Per quanto violento, il cambiamento
nell’occidente post-industriale è stato in buon parte attutito da quel che
ancora rimane in piedi del vecchio Stato sociale, sebbene pezzi sempre più
consistenti stiano andando in frantumi; e, soprattutto, dal fatto che buona
parte dei precarizzati occidentali sono figli dei vecchi proletari e del
vecchio ceto impiegatizio, e quindi godono ancora, sia pure indirettamente,
tramite le famiglie, delle vecchie garanzie.
Ma sarà sufficiente lasciar passare ancora una generazione (ma bisogna ammettere
che già quelle presenti, come per esempio la mia, se la passano di merda) e la
precarietà divamperà, imponendosi come la condizione sociale prevalente.
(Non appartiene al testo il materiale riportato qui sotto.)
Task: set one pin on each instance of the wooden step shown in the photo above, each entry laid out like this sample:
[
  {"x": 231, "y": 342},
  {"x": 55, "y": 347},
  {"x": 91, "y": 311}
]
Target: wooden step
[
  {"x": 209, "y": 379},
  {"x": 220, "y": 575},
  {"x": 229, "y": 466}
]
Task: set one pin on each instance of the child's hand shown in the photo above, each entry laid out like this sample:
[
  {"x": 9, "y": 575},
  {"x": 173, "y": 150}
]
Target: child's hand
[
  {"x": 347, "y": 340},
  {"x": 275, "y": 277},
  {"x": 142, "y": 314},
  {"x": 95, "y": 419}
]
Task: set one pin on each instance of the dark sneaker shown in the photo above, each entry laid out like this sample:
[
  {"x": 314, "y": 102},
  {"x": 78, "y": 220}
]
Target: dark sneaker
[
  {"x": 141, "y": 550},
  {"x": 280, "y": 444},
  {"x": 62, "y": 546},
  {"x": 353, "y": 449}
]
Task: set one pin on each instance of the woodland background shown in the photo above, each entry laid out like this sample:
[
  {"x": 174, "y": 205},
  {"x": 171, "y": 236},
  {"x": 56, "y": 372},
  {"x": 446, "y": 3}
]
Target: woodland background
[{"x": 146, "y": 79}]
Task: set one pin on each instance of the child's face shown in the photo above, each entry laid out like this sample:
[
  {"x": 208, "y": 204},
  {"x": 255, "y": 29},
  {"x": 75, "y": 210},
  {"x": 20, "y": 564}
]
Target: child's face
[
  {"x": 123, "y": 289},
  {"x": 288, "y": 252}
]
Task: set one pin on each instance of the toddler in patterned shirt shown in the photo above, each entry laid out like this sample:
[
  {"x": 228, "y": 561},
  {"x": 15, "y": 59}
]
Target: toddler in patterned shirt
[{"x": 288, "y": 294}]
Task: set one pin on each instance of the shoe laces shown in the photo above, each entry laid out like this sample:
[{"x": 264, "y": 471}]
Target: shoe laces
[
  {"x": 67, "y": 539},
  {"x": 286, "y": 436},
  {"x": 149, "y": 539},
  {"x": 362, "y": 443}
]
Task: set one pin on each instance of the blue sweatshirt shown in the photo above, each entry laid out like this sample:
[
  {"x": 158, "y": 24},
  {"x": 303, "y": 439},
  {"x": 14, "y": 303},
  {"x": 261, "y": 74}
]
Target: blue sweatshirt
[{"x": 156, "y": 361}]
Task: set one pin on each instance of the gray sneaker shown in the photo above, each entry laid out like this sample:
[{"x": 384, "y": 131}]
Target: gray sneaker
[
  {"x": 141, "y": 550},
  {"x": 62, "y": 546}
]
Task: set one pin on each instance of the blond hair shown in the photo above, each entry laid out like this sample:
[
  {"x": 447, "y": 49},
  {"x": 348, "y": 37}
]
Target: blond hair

È così che noi, figli e nipoti del vecchio mondo
industriale, ci ritroveremo ad essere inutili, sempre più inutili, affiancati
nei fatti alle schiere degli “indesiderabili” che approdano oggi sulle nostre
coste.
E’ molto probabile che col il
trascorrere degli anni e con lo stabilizzarsi di questa invidiabile situazione
perderanno di significato persino quei movimenti che tentano ancora, tra mille
difficoltà, di dare un sostegno dall'esterno ad una parte circoscritta degli
sfruttati (immigrati, disoccupati, precari, ecc ecc.). Le condizioni di sfruttamento finiranno con l’essere simili
per tutti, spalancando così le porte per lotte realmente, oggettivamente,
comuni.
Allora, e solo allora, forse,
scopriremo il filo che ci lega tutti, sfruttati di mille paesi, eredi di storie
tanto differenti eppure così simili: il
capitale stesso ha riunificato nella miseria le famiglie perdute della specie
umana. La vita che si profila all'orizzonte
sarà vissuta comunemente sotto il marchio della precarietà, ossia della povertà
(magari col “uaifai”, ma pur sempre poveri).
Apparecchiate
con cura dall'evolversi dello sfruttamento, ecco allora le moderne basi
materiali per gli antichi sogni di libertà. Ecco il luogo delle prossime
rivolte - sapremo essere all’altezza di cotanta disperazione?